With the total transport funding released by the department, which Patrick McLoughlin once said was one of his proudest achievements, a genuine start has been made in the local arena.

In fact, with local transport at the heart of many devolution deals, aided by subsequent legislation on regional transport bodies and the Bus Services Bill, the next secretary of state has an excellent foundation on which to oversee the creation of genuinely integrated regional networks.

The Bus Services Bill addresses, though perhaps not perfectly, the major problems of bus deregulation that began 30 years ago. For over a generation this policy has hamstrung many local nextworks, and has for some time been widely regarded as a failure. Only under Mr McLoughlin’s watch did some real progress get made.

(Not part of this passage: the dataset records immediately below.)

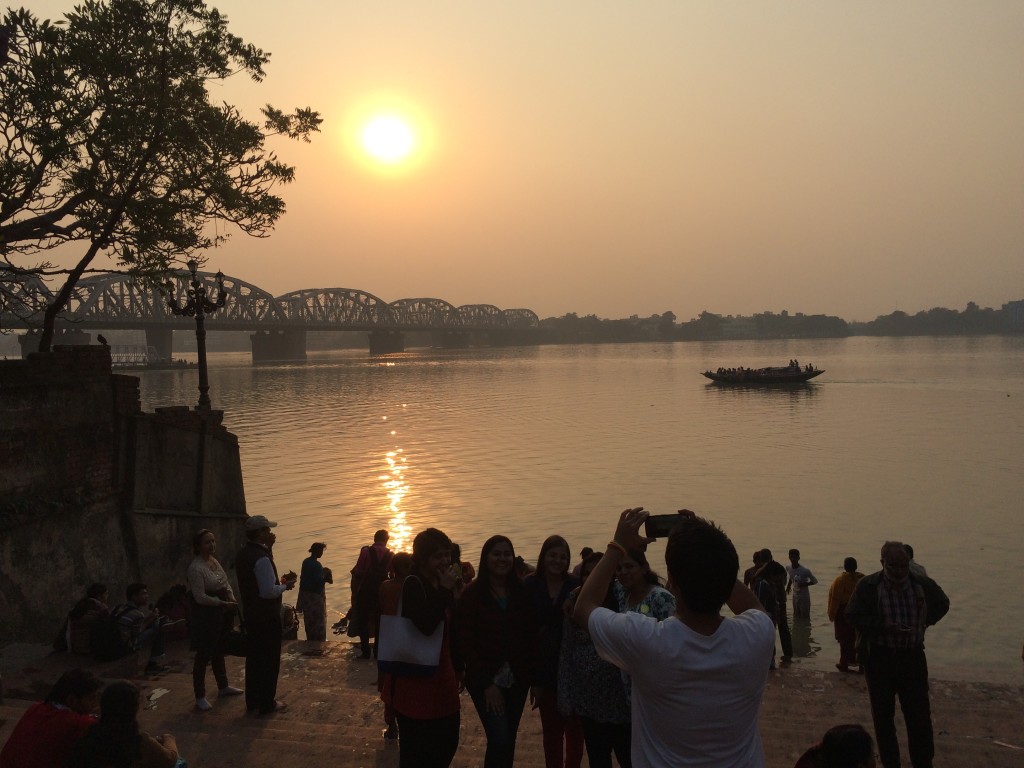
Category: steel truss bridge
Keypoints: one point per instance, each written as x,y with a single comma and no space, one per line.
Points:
114,301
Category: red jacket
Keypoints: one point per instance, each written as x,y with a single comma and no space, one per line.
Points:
43,736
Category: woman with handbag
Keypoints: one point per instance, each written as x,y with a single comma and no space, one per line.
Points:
425,696
212,616
497,639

However local accessibility is something the department has been far too slow and unsure about. The DfT has long pledged to review its Inclusive Mobility guidance and a spokesman told Transport Network a new accessibility action plan is scheduled for this year, setting out ‘what the scope of the review would entail’.

However the department has first been asked to do this under Mr McLoughlin back in 2013, with the transport committee having been assured it would be done. Key issues such as shared space have sprung up, causing great concern, with little direction or assurances coming from central government.

At the end of the last Parliament, Mr McLoughlin was hailed as a survivor by the transport select committee. Chair Louise Ellman pointed out to him that he had become the longest serving secretary of state for transport since Alistair Darling held the post from 2002-2006. Mr McLoughlin achieved nearly four years in a post that had become a revolving door, and achieved it at one of the hardest periods in its recent history.

Events have often threatened to overshadow his achievements, but Mr McLoughlin leaves behind a department that is in a stronger position than the one he found and a nation ready to enter into a new era of connectivity with grounds for real confidence.

Mr Mcloughlin has been appointed Tory Party chairman at a time of deep divisions in his party, but the 'survivor' will surely be ready to take on the task.